NerVast: Compression-Efficient Scaling of Implicit Neural Video Representations via Scene-based Parameter-sharing
Abstract
Implicit neural representation (INR) has emerged as a new data representation for compressing videos and now shows on-par performance with the conventional codec. The next quest in the field is to make INR scalable for its practical use. Existing works realize this by utilizing small INR models to scale for long and high-resolution video, which achieves better encoding and decoding speeds. However, they fail to fully exploit the temporal nature of video data when encoding it into multiple separate INRs across time, which leads to sub-optimal compression efficiency. In this work, we propose NerVast, a new encoding scheme for video INR, that improves compression efficiency while still enjoying the low computation and transfer costs of small INR models.

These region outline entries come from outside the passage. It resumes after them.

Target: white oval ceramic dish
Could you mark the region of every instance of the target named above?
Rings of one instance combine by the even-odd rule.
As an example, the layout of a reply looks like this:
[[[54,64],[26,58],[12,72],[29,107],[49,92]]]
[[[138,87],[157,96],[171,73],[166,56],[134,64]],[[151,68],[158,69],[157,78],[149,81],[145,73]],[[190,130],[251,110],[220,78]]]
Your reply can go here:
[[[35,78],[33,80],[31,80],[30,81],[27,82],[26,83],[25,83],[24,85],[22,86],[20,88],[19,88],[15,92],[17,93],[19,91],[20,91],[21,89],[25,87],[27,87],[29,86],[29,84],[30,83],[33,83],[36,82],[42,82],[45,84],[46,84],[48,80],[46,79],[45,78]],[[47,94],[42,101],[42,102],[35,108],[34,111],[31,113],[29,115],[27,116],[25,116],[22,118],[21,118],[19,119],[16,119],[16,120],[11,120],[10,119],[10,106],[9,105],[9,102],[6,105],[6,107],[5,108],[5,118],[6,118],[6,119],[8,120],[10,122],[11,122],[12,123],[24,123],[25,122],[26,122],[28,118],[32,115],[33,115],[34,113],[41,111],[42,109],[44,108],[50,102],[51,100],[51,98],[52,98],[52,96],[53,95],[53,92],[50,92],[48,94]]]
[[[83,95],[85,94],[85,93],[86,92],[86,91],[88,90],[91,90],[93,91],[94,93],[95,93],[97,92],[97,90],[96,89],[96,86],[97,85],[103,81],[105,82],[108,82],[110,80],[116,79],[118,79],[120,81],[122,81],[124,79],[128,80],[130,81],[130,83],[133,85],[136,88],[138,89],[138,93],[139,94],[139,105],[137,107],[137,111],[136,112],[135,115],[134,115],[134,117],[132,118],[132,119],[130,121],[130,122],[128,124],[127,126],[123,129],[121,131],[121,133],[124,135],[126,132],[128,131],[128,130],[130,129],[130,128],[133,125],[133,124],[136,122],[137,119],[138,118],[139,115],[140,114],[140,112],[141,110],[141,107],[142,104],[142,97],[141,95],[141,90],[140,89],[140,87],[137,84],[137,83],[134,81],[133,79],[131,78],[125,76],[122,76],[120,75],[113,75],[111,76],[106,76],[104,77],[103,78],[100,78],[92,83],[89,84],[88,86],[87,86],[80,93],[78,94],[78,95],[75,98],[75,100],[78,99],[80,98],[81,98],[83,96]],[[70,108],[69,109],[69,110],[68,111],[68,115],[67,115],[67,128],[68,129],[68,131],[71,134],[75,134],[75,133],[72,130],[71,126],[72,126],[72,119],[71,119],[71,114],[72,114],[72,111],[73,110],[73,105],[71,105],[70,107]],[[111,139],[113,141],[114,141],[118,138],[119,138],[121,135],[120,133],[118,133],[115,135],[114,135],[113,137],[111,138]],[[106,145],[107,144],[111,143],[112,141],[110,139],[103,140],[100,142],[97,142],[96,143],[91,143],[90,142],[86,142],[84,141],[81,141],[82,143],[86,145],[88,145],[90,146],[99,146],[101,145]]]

When a video is represented in separate INR segments, NerVast effectively reduces the total volume required for representation by sharing the parameters between models during encoding. Without expensive training, NerVast selects the most significant parameters to share. Then it jointly trains both shared and non-shared parameters in a way that minimizes the quality drop imposed by sharing. While maintaining real-time decoding speed (> 30 fps), NerVast provides better compression (39.9 % reduction in parameters on average) compared to the compute-efficient INR models. In other words, NerVast is better in encoding quality (1.57 dB higher in PSNR) with the same bitrate.